Immagine di copertina: janeannpeters da Pixabay
Oggi abbiamo intervistato per voi un familiare di un paziente che ha affrontato un intervento con conseguente stomia, che ci ha raccontato cosa vuol dire sostenere il suo familiare con tutti i suoi risvolti psicologici, emotivi e relazionali.
Si ricorda il momento in cui il medico vi ha comunicato la necessità dell’intervento per il suo familiare? Come lo ha vissuto?
Sì, me lo ricordo molto bene. Era da mesi che il mio compagno aveva continue ospedalizzazioni dovute alle ricadute, e da un mese stava davvero male tanto da non poter mangiare più nulla.
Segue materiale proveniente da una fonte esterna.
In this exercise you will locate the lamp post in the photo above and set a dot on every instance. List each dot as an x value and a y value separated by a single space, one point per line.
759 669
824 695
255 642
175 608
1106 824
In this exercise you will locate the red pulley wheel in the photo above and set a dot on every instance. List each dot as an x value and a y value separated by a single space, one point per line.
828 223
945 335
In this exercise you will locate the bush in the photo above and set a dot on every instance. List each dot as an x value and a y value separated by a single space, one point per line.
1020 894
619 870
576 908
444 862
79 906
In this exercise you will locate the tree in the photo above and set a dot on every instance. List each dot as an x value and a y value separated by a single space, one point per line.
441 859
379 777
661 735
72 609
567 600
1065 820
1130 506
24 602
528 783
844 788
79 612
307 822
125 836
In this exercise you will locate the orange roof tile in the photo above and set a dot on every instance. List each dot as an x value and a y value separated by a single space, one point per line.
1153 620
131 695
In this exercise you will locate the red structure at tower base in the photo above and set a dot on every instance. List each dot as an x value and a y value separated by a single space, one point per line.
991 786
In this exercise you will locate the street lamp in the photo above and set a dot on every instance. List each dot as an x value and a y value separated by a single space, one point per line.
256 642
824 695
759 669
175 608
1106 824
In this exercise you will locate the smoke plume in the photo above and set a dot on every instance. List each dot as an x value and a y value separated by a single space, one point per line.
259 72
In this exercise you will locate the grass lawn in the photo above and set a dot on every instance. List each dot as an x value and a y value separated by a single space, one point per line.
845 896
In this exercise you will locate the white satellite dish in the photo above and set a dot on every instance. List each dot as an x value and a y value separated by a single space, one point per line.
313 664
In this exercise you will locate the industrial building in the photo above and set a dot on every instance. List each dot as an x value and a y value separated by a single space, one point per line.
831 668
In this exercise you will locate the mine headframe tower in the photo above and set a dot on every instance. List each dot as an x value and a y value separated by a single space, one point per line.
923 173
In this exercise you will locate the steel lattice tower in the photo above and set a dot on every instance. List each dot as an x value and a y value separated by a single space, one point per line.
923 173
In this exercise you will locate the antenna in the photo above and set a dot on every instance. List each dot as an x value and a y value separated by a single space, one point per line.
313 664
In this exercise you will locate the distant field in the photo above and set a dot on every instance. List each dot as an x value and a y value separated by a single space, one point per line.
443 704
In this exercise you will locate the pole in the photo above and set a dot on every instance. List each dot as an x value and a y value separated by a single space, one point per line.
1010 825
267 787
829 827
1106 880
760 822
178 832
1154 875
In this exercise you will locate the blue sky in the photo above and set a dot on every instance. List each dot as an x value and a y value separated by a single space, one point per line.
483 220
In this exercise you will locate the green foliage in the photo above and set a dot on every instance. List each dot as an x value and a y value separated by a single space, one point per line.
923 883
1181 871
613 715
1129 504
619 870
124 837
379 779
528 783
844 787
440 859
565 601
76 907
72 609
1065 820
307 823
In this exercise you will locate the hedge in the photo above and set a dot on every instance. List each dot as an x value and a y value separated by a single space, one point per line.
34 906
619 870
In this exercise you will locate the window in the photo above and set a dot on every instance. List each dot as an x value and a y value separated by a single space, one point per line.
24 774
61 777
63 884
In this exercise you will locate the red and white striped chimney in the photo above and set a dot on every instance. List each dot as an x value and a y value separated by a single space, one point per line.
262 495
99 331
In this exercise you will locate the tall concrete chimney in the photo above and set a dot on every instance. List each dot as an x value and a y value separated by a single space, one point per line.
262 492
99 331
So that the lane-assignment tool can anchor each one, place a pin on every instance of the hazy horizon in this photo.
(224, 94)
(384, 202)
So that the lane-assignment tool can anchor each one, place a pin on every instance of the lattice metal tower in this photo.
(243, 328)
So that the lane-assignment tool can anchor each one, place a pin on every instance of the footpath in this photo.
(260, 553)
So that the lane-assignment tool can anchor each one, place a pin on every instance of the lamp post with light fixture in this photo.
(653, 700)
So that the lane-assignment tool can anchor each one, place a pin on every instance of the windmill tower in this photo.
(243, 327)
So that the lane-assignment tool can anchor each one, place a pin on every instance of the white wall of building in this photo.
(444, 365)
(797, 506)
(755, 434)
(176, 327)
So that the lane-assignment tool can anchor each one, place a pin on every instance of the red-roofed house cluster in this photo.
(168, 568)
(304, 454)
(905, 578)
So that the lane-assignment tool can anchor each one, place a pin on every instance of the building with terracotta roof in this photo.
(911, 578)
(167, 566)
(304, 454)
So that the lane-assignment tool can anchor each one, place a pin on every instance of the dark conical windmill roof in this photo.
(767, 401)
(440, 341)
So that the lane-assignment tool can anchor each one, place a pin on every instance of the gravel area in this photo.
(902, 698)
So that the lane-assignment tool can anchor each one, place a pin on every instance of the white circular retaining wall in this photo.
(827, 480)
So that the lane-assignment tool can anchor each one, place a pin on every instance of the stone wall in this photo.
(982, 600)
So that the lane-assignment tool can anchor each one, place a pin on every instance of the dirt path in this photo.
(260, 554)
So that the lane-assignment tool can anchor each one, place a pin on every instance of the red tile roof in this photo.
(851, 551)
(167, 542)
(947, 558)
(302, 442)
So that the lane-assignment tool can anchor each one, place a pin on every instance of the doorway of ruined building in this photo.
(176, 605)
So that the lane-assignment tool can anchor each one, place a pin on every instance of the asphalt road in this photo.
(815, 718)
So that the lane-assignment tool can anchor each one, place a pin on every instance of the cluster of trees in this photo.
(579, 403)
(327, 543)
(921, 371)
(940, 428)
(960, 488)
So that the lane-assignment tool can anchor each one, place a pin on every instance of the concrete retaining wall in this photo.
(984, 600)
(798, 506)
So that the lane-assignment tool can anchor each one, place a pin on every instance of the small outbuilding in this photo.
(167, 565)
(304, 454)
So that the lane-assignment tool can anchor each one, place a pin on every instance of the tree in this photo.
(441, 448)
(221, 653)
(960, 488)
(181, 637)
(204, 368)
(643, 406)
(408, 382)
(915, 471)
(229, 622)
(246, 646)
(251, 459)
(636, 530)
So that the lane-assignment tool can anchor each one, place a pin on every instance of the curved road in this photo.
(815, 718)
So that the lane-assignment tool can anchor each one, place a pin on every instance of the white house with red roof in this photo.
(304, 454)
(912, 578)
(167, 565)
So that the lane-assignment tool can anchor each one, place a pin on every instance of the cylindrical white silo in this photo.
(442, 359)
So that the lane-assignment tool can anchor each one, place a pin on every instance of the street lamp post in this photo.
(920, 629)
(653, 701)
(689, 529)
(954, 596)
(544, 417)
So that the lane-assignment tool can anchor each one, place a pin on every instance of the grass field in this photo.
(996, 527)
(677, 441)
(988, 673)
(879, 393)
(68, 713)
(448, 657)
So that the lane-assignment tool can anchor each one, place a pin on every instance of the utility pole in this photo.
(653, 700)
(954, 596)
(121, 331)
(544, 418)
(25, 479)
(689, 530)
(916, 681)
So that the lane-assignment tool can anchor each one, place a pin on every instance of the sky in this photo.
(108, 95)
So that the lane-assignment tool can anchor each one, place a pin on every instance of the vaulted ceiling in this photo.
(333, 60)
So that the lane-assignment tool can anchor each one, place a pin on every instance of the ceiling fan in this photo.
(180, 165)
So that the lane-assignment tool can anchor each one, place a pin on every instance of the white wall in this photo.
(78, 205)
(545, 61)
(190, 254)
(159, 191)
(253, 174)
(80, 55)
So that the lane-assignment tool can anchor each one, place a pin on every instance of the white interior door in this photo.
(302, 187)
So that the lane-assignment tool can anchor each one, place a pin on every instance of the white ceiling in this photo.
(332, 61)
L’ultima colonscopia aveva rivelato che la malattia stava peggiorando e che i farmaci non stavano facendo effetto, e ormai ci eravamo preparati al peggio. Ricordo ancora la mattina in cui andammo insieme nel reparto di chirurgia: quando vidi la scritta ‘Chirurgia generale’ provai un brivido di paura, ero davvero molto spaventata e agitata. Il chirurgo ci spiegò molto bene il procedimento, le tre operazioni necessarie per rimuovere il colon, creare una pouch e infine ricanalizzare il tutto. Quando uscimmo da lì mi veniva da piangere, ma cercai di trattenermi. Mi sembrò di entrare in un incubo.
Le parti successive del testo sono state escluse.